Just needs "data", which is "results" minus 2 cols
(maybe a better name for the dataframe than "data"?)

In [68]:
# adjacency matrix for counties assigned to district 1
district1adj = ia_adjac_matrix.loc[data['Assignment']==1,data['Assignment']==1]
district2adj = ia_adjac_matrix.loc[data['Assignment']==2,data['Assignment']==2]
district3adj = ia_adjac_matrix.loc[data['Assignment']==3,data['Assignment']==3]
district4adj = ia_adjac_matrix.loc[data['Assignment']==4,data['Assignment']==4]

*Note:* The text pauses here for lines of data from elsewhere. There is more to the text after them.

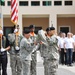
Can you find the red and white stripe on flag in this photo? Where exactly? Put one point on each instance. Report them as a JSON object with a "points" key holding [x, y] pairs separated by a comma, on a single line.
{"points": [[14, 11]]}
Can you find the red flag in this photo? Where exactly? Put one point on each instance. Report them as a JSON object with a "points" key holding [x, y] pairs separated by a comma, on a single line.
{"points": [[14, 11]]}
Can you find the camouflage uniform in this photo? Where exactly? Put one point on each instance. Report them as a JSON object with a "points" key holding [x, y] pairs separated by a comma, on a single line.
{"points": [[34, 61], [50, 55], [26, 47], [15, 61]]}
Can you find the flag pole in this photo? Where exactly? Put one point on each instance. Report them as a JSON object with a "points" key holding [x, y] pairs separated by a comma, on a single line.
{"points": [[1, 24]]}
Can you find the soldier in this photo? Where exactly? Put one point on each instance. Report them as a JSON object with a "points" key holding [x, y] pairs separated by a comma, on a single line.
{"points": [[3, 54], [50, 53], [27, 48], [33, 62], [15, 61]]}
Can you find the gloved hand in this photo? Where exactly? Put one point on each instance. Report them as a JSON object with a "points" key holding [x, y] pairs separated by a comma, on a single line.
{"points": [[1, 32], [16, 30], [2, 49], [17, 48]]}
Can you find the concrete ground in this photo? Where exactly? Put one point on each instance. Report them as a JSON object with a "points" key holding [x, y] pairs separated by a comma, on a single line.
{"points": [[62, 70]]}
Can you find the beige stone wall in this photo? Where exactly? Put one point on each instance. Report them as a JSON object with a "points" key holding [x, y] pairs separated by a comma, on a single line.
{"points": [[39, 22], [66, 22]]}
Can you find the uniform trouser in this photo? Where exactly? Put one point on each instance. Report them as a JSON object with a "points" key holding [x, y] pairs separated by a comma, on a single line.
{"points": [[16, 64], [3, 64], [50, 67], [73, 58], [33, 64], [69, 53], [62, 56], [26, 67]]}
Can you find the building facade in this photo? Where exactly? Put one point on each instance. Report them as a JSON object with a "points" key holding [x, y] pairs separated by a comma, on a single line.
{"points": [[42, 13]]}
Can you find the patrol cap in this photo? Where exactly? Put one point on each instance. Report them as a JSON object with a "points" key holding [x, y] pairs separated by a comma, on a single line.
{"points": [[52, 28], [32, 26], [48, 29], [16, 26], [26, 31]]}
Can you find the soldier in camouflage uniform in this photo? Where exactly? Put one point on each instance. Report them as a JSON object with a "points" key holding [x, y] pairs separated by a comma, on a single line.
{"points": [[34, 61], [27, 48], [15, 61], [3, 54], [50, 52]]}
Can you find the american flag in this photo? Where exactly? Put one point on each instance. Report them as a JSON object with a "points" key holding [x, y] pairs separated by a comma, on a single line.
{"points": [[14, 11]]}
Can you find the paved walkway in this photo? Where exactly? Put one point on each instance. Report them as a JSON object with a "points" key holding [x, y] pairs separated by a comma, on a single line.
{"points": [[62, 70]]}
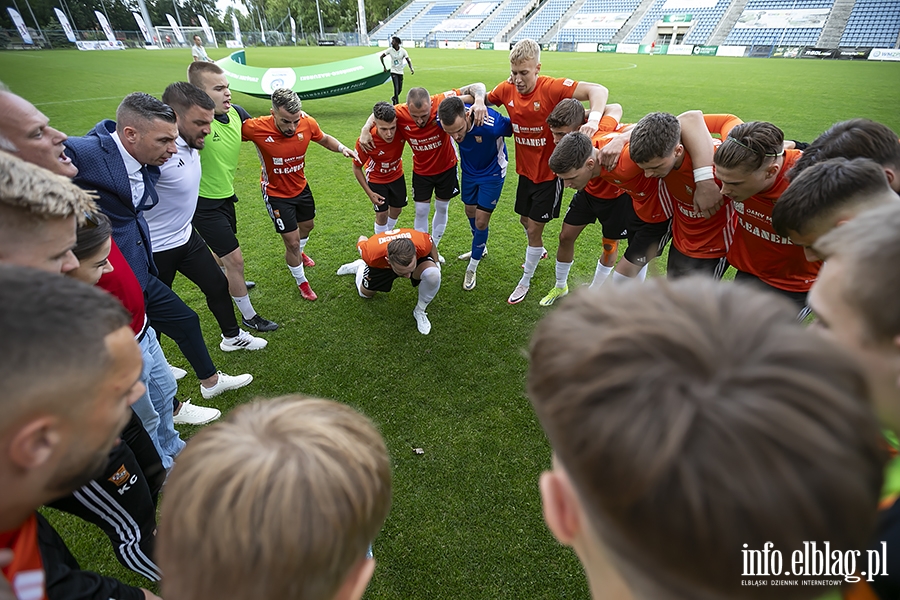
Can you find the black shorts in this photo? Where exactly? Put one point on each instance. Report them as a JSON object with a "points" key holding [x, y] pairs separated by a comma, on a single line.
{"points": [[616, 215], [216, 222], [538, 201], [394, 193], [444, 185], [648, 241], [680, 265], [287, 212], [381, 280]]}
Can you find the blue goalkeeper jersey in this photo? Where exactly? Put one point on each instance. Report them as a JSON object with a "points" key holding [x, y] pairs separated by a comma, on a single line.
{"points": [[482, 154]]}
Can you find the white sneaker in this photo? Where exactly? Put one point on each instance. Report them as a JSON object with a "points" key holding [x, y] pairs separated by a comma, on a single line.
{"points": [[518, 294], [243, 341], [190, 414], [469, 281], [349, 268], [225, 383], [468, 255], [422, 322]]}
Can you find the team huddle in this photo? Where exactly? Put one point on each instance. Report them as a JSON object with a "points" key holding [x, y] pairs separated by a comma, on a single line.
{"points": [[668, 387]]}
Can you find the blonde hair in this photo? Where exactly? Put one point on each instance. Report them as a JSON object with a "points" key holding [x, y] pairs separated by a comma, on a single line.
{"points": [[281, 500], [525, 50], [31, 189]]}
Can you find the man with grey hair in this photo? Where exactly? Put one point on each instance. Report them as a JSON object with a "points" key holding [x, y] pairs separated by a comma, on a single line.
{"points": [[282, 139]]}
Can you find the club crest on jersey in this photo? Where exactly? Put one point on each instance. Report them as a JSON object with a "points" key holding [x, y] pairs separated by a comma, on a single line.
{"points": [[120, 477]]}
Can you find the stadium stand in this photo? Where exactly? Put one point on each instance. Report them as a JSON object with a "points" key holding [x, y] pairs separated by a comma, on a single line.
{"points": [[741, 35], [542, 20], [873, 23], [580, 28], [500, 19], [703, 17]]}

## Making Laplacian for adj mat using scipy.sparse

In [69]:
#a vector of the indices of the adjacency matrix,

dist1index = district1adj.index
dist2index = district2adj.index
dist3index = district3adj.index
dist4index = district4adj.index


######  requires new loaded thing (now at top):
# from scipy.sparse import csgraph
LaplDist1array = csgraph.laplacian(district1adj.to_numpy())
LaplDist2array = csgraph.laplacian(district2adj.to_numpy())
LaplDist3array = csgraph.laplacian(district3adj.to_numpy())
LaplDist4array = csgraph.laplacian(district4adj.to_numpy())

# convert back to a dataframe instead of an array
LaplDist1DF = pd.DataFrame(LaplDist1array,columns=dist1index,index=dist1index)
LaplDist2DF = pd.DataFrame(LaplDist2array,columns=dist2index,index=dist2index)
LaplDist3DF = pd.DataFrame(LaplDist3array,columns=dist3index,index=dist3index)
LaplDist4DF = pd.DataFrame(LaplDist4array,columns=dist4index,index=dist4index)

## calculating null space of Laplacians/counting connected components

In [71]:
LaplDist3array

array([[ 2, -1, -1,  0,  0,  0,  0,  0,  0,  0,  0,  0],
       [-1,  3, -1,  0,  0, -1,  0,  0,  0,  0,  0,  0],
       [-1, -1,  3,  0,  0,  0,  0,  0,  0,  0, -1,  0],
       [ 0,  0,  0,  2,  0, -1, -1,  0,  0,  0,  0,  0],
       [ 0,  0,  0,  0,  3,  0,  0, -1,  0, -1,  0, -1],
       [ 0, -1,  0, -1,  0,  3, -1,  0,  0,  0,  0,  0],
       [ 0,  0,  0, -1,  0, -1,  2,  0,  0,  0,  0,  0],
       [ 0,  0,  0,  0, -1,  0,  0,  3,  0, -1,  0, -1],
       [ 0,  0,  0,  0,  0,  0,  0,  0,  2,  0, -1, -1],
       [ 0,  0,  0,  0, -1,  0,  0, -1,  0,  2,  0,  0],
       [ 0,  0, -1,  0,  0,  0,  0,  0, -1,  0,  2,  0],
       [ 0,  0,  0,  0, -1,  0,  0, -1, -1,  0,  0,  3]])

In [72]:
# from scipy.linalg import null_space

In [73]:
null_space(LaplDist3array)

array([[-0.28867513],
       [-0.28867513],
       [-0.28867513],
       [-0.28867513],
       [-0.28867513],
       [-0.28867513],
       [-0.28867513],
       [-0.28867513],
       [-0.28867513],
       [-0.28867513],
       [-0.28867513],
       [-0.28867513]])

In [78]:
# district 3 is 1 connected component, with 12 counties
null_space(LaplDist3array).shape

(12, 1)

In [94]:
# district 1 has 16 counties, in 5 distinct connected components

#look at actual null space, super ugly
# null_space(LaplDist1array)    


null_space(LaplDist1array).shape

5

In [96]:
dist1_ConnCom = null_space(LaplDist1array).shape[1]
dist2_ConnCom = null_space(LaplDist2array).shape[1]
dist3_ConnCom = null_space(LaplDist3array).shape[1]
dist4_ConnCom = null_space(LaplDist4array).shape[1]

In [101]:
ConnCom = [dist1_ConnCom, dist2_ConnCom, dist3_ConnCom, dist4_ConnCom]

In [114]:
for i in range(n_districts):
    print('District %d has %d connected component(s).' % (i+1, ConnCom[i]) )

District 1 has 5 connected component(s).
District 2 has 5 connected component(s).
District 3 has 1 connected component(s).
District 4 has 3 connected component(s).